Valerie:  The most exhilarating thing for me is taking over at such an exciting time in the WNBA’s history. We are five years from the 100th anniversary of the WNBA—to take place in 2017—and we will start to plan for it this year. The coming centennial goes hand-in-hand with a burgeoning new awareness of the organization across the country, due to our first ever WNBA Writing Contest happening this year and the strong and growing National Reading Group Month/Great Group Reads program. Evidence of this new awareness: there are two new chapters in the last 3-4 years—most recently New Orleans and before that Charlotte—and interest from four cities in starting new chapters. Very exciting indeed!

Hannah:  As the Immediate Past President of the WNBA-NYC Chapter, what were some of the highlights of spearheading the New York group?

Valerie:  Most important, I think, is the impressive development of NYC’s board of directors. Interesting new people taking on leadership roles in the chapter was very gratifying.

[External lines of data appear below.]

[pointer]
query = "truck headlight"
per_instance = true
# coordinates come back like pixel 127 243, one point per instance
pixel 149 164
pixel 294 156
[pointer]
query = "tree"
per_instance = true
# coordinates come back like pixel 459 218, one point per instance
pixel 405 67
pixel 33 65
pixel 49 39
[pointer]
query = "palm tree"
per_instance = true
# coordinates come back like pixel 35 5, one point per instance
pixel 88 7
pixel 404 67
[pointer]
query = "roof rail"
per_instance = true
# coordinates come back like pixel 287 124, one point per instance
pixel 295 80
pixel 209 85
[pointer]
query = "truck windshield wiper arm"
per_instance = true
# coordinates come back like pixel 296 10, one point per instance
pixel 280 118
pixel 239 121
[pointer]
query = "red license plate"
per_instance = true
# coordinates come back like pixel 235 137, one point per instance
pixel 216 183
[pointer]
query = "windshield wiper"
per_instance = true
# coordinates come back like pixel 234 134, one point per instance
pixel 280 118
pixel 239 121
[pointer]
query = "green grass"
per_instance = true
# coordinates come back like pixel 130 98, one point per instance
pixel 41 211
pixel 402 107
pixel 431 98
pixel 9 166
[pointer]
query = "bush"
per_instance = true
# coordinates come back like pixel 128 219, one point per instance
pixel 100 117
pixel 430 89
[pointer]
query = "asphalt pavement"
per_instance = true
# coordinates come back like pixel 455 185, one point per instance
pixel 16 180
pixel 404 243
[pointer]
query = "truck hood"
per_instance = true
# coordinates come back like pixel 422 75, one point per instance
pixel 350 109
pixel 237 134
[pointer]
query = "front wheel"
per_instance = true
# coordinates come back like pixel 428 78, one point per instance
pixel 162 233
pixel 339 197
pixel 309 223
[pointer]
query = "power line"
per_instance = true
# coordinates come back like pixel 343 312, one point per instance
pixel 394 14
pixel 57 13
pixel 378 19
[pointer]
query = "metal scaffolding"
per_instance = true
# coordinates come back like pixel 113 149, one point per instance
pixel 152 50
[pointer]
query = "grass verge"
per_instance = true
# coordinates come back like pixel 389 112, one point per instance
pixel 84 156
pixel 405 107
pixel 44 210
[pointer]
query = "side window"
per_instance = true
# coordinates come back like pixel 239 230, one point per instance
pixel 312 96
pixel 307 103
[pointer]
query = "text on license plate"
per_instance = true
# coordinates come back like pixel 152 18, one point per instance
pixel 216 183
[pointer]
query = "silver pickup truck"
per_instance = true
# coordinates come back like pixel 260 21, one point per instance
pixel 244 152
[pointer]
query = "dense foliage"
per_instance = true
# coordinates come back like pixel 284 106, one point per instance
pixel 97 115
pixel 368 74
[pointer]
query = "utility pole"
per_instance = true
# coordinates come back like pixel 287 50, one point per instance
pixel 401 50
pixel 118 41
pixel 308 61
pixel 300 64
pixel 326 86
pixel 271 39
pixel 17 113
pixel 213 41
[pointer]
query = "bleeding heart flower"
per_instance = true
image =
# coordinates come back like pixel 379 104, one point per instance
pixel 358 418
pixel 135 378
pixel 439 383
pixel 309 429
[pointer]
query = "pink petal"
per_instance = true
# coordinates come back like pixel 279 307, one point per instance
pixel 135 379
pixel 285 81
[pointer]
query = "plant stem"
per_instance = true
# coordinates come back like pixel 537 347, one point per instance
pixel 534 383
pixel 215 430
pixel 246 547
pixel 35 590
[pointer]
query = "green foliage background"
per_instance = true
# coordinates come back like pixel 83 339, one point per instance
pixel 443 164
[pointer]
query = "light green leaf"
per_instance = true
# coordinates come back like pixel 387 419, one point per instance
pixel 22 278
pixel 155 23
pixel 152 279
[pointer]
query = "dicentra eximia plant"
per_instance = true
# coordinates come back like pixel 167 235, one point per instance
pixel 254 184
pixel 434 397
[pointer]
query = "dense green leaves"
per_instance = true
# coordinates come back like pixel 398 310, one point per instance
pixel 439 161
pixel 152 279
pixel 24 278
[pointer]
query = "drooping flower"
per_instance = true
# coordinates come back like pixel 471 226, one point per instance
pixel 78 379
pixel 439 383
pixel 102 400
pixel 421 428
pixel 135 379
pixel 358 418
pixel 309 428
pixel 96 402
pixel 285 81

It was a goal of mine—and we were quite successful in this regard. Also, as your blog represents, I feel like we’ve put WNBA-NYC on the social media map. And finally, the personal relationships I’ve developed with so many NYC members has been deeply satisfying, both personally and professionally.

Hannah:  How did you come to be involved with the WNBA?  How has this involvement affected you personally and professionally?

Valerie:  I was at an important juncture in developing my own business around 2002-2003 and I was looking for publishing-related groups that I felt would help take me and my company to a new level. The WNBA’s historic pedigree—as part of the women’s movement in a critical period in women’s history in the U.S.—really impressed me. And when I joined, I was very heartily welcomed. I will not forget the interest that Jill Tardiff, then WNBA-NYC’s president, took in me and what I had to offer. Getting involved on the board, fairly soon after I joined, delivered on its promise: it really helped me to expand my network of professional connections.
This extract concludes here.